Switching to official S3 CLI for enhanced file exporting
Since we started in 2009, Amazon S3 has been our primary way of doing file exports. At that time, the best Amazon CLI tool we could find was Tim Kay's aws utility. It was a low-dependency, fully-featured toolkit to do much of our AWS heavy lifting.
His tool has served us well for 5 years and we have exported close to a petabyte of files with it. But as Amazon evolves, requirements change. For instance, Amazon's Frankfurt and China datacenters do not support signature version 2. While Tim Kay has done a great job trying to keep up in addressing changes like these, we can't expect him to release updates as soon as Amazon makes an announcement, seeing as this is a project he runs for free in his spare time. Moreover, since Amazon now offers an official CLI tool, we decided to make the switch last week.
We have many tests to avoid breaking changes as we perform these kinds of heart surgeries. Unfortunately, though, some use cases were not covered, and switching our S3 engine resulted in somewhat of a bumpy ride.
If, for instance, you had non-US buckets and didn't explicitly specify a region, we would have to
run a GetBucketLocation
request on the bucket and retry the export (or import) ourselves. So far
so good. However, if you had set up a dedicated Transloadit IAM user that can only do Puts and
Lists (as we recommend), we did not have this permission nor the regional reroutes, and therefore
the entire export would fail.
We have an inefficient workaround in production to prevent these failures, but have also updated our
documentation to reflect that we need the
GetBucketLocation
permission. We recommend you to grant this permission to your Transloadit IAM
user.
Our customers also reported a few other issues that were a result of subtle changes between the underlying tools and of – what we believe to be – a utf-8 bug in the new tool.

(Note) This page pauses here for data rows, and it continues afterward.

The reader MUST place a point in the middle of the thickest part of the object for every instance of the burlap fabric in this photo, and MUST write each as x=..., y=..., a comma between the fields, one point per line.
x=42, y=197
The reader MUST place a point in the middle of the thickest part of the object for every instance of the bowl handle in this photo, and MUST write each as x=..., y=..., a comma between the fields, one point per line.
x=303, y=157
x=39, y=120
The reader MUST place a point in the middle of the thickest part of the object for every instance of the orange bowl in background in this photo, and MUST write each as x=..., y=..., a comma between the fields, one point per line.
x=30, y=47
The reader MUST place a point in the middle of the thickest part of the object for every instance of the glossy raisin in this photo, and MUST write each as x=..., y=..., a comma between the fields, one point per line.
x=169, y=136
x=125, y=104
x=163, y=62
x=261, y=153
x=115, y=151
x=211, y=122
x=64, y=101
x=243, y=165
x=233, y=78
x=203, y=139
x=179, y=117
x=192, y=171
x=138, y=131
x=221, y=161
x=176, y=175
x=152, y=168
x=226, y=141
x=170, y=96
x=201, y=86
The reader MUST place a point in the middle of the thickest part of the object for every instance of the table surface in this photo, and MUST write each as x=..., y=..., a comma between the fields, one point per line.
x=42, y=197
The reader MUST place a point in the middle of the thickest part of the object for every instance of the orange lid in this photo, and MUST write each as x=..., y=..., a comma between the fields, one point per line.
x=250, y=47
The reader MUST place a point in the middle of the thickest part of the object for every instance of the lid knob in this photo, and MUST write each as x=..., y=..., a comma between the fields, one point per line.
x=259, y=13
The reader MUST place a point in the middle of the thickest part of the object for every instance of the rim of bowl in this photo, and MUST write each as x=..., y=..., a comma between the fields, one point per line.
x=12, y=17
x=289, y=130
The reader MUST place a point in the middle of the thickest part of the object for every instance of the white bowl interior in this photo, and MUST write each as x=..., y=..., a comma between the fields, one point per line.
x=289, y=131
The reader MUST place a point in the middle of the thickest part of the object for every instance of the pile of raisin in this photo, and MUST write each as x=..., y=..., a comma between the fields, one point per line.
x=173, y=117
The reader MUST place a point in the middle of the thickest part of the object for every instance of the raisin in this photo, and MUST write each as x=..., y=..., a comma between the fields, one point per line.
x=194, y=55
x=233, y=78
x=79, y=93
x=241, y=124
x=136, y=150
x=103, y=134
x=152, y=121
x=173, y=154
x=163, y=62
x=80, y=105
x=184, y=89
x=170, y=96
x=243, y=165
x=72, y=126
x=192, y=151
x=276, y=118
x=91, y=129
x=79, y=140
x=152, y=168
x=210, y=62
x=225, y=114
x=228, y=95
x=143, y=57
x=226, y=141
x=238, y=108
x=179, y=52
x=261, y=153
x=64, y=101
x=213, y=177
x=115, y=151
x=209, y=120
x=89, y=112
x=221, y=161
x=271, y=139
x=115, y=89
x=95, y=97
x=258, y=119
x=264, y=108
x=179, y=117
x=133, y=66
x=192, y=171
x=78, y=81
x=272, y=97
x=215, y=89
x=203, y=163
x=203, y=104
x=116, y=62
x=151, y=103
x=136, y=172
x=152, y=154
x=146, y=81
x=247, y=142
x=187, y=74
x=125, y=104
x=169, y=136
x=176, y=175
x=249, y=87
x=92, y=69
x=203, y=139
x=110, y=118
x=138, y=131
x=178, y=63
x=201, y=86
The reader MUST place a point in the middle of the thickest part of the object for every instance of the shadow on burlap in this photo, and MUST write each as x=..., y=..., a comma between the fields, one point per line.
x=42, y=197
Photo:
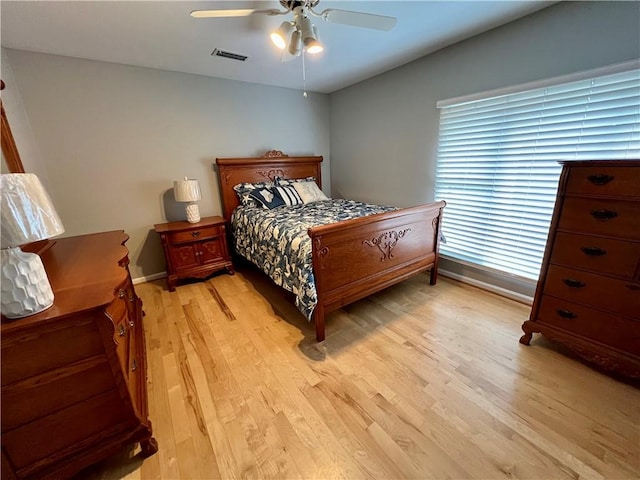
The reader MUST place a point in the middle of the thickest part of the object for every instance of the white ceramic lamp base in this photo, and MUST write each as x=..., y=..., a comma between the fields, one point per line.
x=25, y=287
x=193, y=213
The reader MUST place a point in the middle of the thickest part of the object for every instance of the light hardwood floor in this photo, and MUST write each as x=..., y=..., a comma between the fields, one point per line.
x=414, y=382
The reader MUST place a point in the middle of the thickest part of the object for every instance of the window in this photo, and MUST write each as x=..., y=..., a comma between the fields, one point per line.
x=498, y=162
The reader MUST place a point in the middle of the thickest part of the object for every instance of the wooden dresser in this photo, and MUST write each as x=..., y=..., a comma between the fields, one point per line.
x=73, y=377
x=194, y=250
x=588, y=294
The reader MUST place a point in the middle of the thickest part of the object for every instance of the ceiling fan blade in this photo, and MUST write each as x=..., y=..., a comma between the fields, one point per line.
x=359, y=19
x=233, y=13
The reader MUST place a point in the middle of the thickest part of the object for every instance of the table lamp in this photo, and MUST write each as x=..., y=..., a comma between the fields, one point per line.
x=27, y=215
x=188, y=191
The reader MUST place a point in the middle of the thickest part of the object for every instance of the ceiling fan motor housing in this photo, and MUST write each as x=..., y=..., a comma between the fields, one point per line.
x=292, y=4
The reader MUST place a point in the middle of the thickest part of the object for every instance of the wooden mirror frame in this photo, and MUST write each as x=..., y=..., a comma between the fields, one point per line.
x=9, y=148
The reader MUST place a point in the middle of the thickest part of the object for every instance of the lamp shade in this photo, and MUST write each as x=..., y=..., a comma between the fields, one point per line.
x=186, y=190
x=27, y=213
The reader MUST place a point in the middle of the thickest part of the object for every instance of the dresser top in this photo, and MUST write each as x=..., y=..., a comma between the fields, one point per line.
x=601, y=163
x=84, y=271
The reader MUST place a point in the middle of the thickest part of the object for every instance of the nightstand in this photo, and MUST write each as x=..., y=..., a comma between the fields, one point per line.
x=194, y=250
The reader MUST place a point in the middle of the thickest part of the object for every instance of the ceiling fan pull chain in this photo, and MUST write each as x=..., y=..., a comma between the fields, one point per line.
x=304, y=77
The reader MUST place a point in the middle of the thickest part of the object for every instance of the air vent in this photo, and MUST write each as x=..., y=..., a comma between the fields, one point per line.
x=233, y=56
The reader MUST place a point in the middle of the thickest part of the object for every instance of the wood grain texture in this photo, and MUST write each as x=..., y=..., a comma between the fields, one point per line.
x=412, y=382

Update Feb 7, 2015 The bug has been confirmed. As a workaround, we are now escaping non-ASCII
characters to Unicode escape sequences, so that Renan Gonçalves
will read: Renan Gon\u00E7alves
.
You will probably want to unescape this on your end.
While over 99% of our exports kept working over the course of this, we are very sorry that we neglected to write more tests, covering more special cases.
Moving forward
We have fixes and workarounds for all these problems in production now. We have also written the system tests covering regional reroutes and other special cases to avoid regression with future upgrades or changes to our stack.
Additionally, we have paused the 24h limit on our temporary storage, so that affected Assemblies can still be replayed beyond that. To give affected customers some time to deal with this, we will turn on the auto-delete again in 7 days.
Customers that were impacted in a big way have been given a serious discount on this month's invoice. We should have reached out to you already, but be sure to let us know if we didn't.
We apologize for the trouble caused, but are looking forward to running the official S3 tools in production. We hope to have a safe upgrade path to new S3 features and datacenters as we move forward.